Boyd: You’ve heard the magic number 150. When monkeys groom, they build social networks. That what we do by gossiping. Keeping up with people’s likes. 150 is the maximum number of people who can cognitivily keep track of. More is overloading. And the people ebb and flow.

Question: These are great tools to show connectivity, but what about reputation? This person is smart. This person is full of crap. And such.

Celik: Take a look at VoteLinks.

Boyd: Look at eBay. Very small percentage of negatives. They have to really piss you off. Most people arent willing to say “I don’t like you” publically. So when are we willing to be negative and what are the consequences.

Question: I’m curious about internationalization, such as the Brazilian network of Orkut. They seem to be using it differently.

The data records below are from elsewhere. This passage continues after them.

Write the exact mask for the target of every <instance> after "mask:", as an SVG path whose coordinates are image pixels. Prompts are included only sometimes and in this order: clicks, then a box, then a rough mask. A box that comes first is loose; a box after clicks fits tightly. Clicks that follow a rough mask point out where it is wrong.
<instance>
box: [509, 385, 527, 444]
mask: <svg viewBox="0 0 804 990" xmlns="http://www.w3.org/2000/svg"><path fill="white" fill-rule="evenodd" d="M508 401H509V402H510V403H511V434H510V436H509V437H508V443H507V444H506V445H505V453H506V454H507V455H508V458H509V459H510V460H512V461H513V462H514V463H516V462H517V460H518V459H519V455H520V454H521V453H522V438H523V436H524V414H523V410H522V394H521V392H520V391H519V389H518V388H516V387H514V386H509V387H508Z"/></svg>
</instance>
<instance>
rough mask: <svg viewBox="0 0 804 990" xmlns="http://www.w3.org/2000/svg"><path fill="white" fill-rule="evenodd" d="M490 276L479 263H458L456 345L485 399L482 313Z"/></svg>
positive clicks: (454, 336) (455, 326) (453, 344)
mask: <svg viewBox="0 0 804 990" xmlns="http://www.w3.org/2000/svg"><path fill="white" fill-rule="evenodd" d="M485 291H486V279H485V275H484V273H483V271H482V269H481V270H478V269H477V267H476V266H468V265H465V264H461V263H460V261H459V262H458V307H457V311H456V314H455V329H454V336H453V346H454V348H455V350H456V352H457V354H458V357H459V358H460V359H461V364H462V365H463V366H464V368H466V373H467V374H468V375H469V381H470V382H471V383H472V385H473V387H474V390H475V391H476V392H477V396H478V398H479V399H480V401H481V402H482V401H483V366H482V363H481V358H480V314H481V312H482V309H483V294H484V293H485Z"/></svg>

Hsiung: From what I know, talking to Randy Farmer, one of the reasons Orkut is so focussed on Brazilians is because it’s still invite-only. The early techie adopters got tired of it. But the chain of friends began to focus on Brazil. As more and more came, they kind of crowded out the other members.

Boyd: How many of you know why? The dumbest thing. For the longest time on Orkut, they had a bunch of country flags. Looked like the World Cup. What do you do? Beat the other countries! So that’s what they did. Sign up your friends, we’ll beat the Americans. That sort of thing. And they had fun with it and it met their needs. Only recently did people begin to really move from city to city so people needed new ways of creating social networks. So it made sense. They were already doing it and they made sense with it. Culture and society coming together. And Google keeps trying to meet their needs.

Luster: There’s an amusing book called the Cowpatty Ecosphere. Cows graze. They crap. More grass. More cows. Loop. Same with social networks.

[Screen: Brazil: 65%. US: 10%. Iran: 7%. Pakistan: 3%.]

Question: Speak to unintended social consequences.

Celik: One word.

Hsiung: Research.

Boyd: Hegemony.

Park: Subpoena.

Luster: I had the same word.

[Note: I might alter this transcript in the coming days to remove typos and clarify the content. I post it now just to make it available as soon as possible.]